There are some signs, which may tell you this ICO is a scam. Here are 6 signs to be looking for:

1. No white paper or plagiarized white paper

A white paper contains information on the team’s plans, technical aspects of the project, the token distribution model. If an ICO does not provide a white paper, it means it is a scam.
However, a white paper providing no relevant information on the upcoming ICO or a plagiarized white paper could also signal that you may lose all your investment. 
So if you are thinking about investing in an ICO, google several passages from its white paper to make sure it has not been copied from other projects.

2. Poor online presence

The more you know about the ICO’s team, the better. Ideally, a strong ICO should provide potential investors with detailed information on the founders, developers, advisors and other team members involved in the project.
Look for additional information on LinkedIn, check prior association with other organizations and educational institutions, these details are quite easy to fact-check.
Use Google Image Search to verify identities of ICO team members. 
Check the Facebook page of the project, ICOs that are worth something have a significant following. Try to interact with ICO team members in the Telegram chat. If the ICO team members are reluctant to communicate with potential investors, this means it is likely to be a scam.

3. Suspicious premines

Premining is not necessarily a sign of scam, but if the project reserves a disproportionate amount for premining, it should be a cause for concern. If the ICO favours the development team or founders with an imbalanced amount of tokens, this could mean the project is aimed at maximizing the personal gain of the team members.  

4. Unrealistic goals 

The ICO team should provide investors with detailed information about their achievements as of today and their plans for the future in the form of a road map. If there is no road map, this could mean the team’s plans for the future are to exit and profit.
In addition, the team’s goals should be realistic. Scam projects often make bold statements, promising to end poverty or combat global warming. No price predictions for tokens, no promises to save the world - otherwise, it is likely to be a scam.  

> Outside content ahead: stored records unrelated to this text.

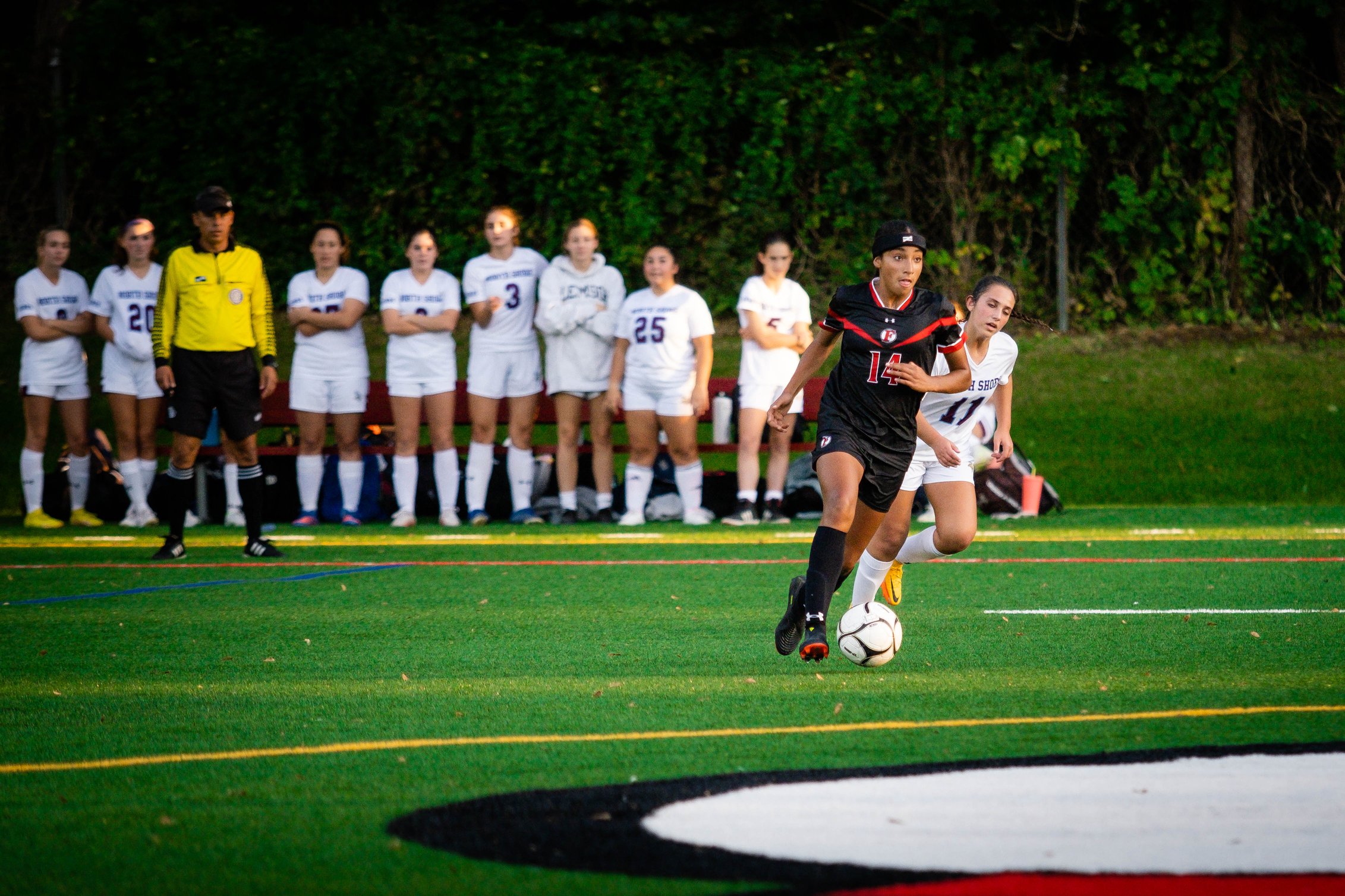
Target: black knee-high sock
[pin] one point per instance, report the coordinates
(825, 563)
(182, 490)
(249, 489)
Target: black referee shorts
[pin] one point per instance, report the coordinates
(216, 380)
(884, 467)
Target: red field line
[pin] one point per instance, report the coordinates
(670, 563)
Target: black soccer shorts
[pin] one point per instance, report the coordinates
(207, 381)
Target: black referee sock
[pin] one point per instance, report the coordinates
(825, 563)
(249, 489)
(181, 491)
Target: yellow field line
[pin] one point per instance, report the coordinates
(421, 743)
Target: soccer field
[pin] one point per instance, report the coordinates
(221, 725)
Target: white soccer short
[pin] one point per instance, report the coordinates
(761, 396)
(505, 374)
(61, 392)
(663, 400)
(123, 376)
(926, 469)
(329, 396)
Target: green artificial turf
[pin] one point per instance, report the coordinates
(483, 650)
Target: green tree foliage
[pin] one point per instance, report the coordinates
(707, 124)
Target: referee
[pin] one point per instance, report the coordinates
(214, 318)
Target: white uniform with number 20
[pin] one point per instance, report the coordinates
(954, 415)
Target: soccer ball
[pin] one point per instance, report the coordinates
(870, 634)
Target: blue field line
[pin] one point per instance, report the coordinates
(206, 584)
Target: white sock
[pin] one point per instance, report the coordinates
(868, 578)
(30, 470)
(405, 471)
(232, 497)
(638, 482)
(350, 474)
(446, 479)
(689, 481)
(78, 482)
(310, 470)
(919, 548)
(521, 470)
(481, 459)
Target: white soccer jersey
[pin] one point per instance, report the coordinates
(954, 415)
(514, 280)
(661, 330)
(128, 303)
(779, 311)
(330, 354)
(61, 361)
(426, 355)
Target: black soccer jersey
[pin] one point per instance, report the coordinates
(861, 397)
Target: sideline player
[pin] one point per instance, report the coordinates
(505, 362)
(942, 462)
(774, 317)
(330, 374)
(420, 306)
(889, 333)
(661, 377)
(213, 319)
(52, 304)
(579, 301)
(123, 304)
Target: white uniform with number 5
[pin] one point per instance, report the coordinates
(661, 359)
(954, 415)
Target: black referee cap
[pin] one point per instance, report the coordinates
(895, 235)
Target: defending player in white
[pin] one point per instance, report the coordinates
(420, 307)
(943, 456)
(505, 364)
(52, 304)
(330, 374)
(123, 303)
(774, 318)
(661, 377)
(579, 302)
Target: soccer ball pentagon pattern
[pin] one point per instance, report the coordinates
(870, 635)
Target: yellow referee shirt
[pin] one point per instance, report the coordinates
(214, 302)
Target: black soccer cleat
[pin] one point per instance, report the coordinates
(172, 549)
(262, 548)
(791, 624)
(814, 638)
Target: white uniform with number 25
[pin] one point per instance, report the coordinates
(661, 359)
(128, 303)
(954, 415)
(505, 361)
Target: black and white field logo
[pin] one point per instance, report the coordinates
(1204, 820)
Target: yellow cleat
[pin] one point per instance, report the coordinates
(39, 518)
(84, 518)
(892, 586)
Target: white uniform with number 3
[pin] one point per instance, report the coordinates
(954, 415)
(661, 359)
(764, 373)
(505, 361)
(128, 303)
(424, 364)
(330, 374)
(53, 369)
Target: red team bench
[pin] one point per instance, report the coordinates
(275, 412)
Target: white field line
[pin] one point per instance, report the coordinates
(1219, 611)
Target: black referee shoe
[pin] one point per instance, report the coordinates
(262, 548)
(172, 549)
(791, 624)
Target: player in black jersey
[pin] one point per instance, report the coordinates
(891, 334)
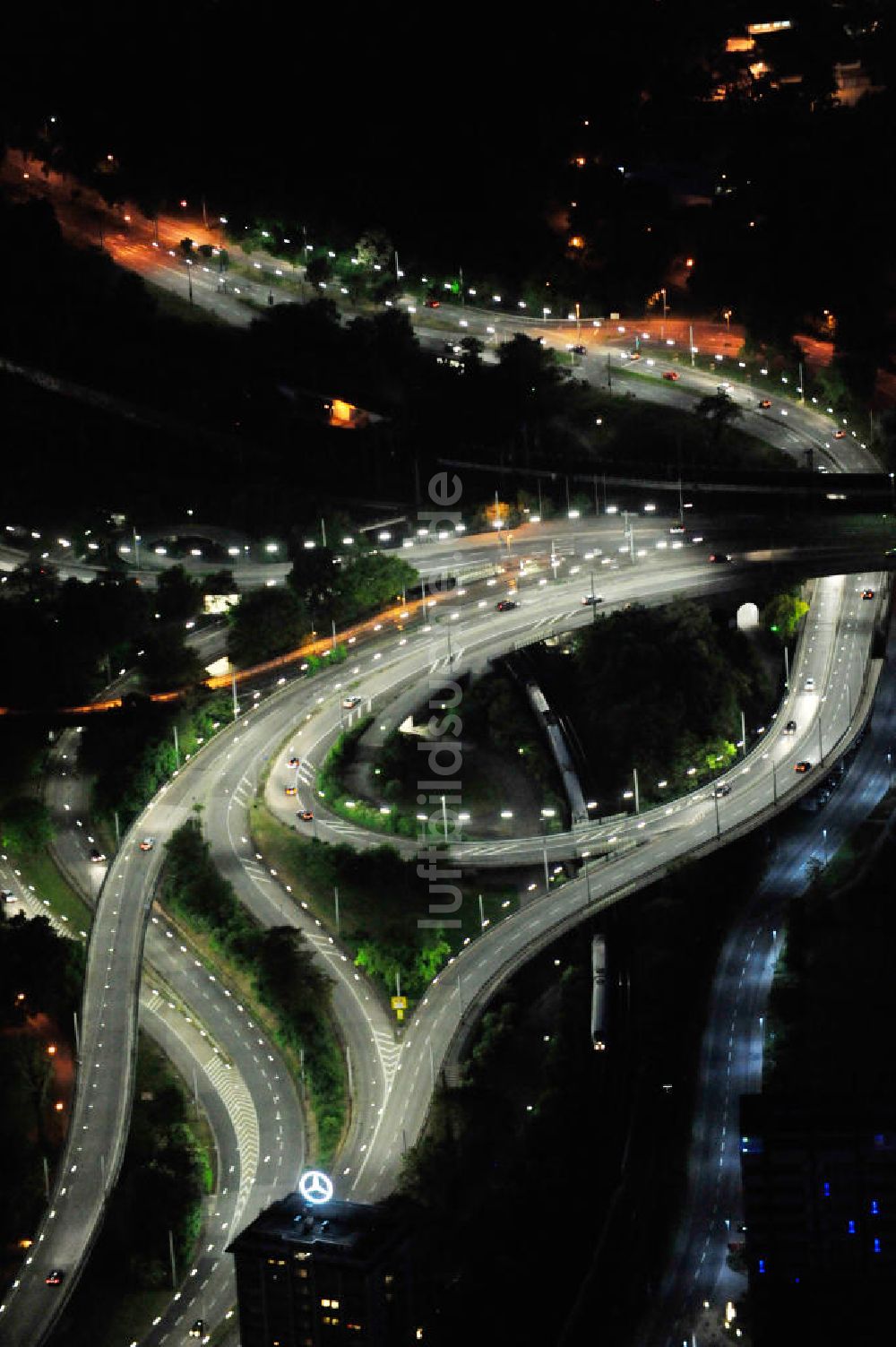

5. Empty code repositories

By providing a link to their code repository the ICO team allows investors to check if the underlying technology that drives a blockchain solution is viable. If you have not been provided any link or your ICO links through to an empty repository, this is definitely not the project to invest in.
If you are not a person with an IT background, you can still check if the repository is active and regularly updated. 

6. Compromised escrow

ICOs generally have an escrow to keep users’ funds during the coin offering and after. These escrows are usually multisig wallets, while holders of multisig keys are two or more trusted members of the community and a project team member. In this case, the team member has to ask community members for permission to move the funds.
So pay attention to escrow participants and conditions.  

Do not be lazy to do research or analyze facts, and you will not lose your money.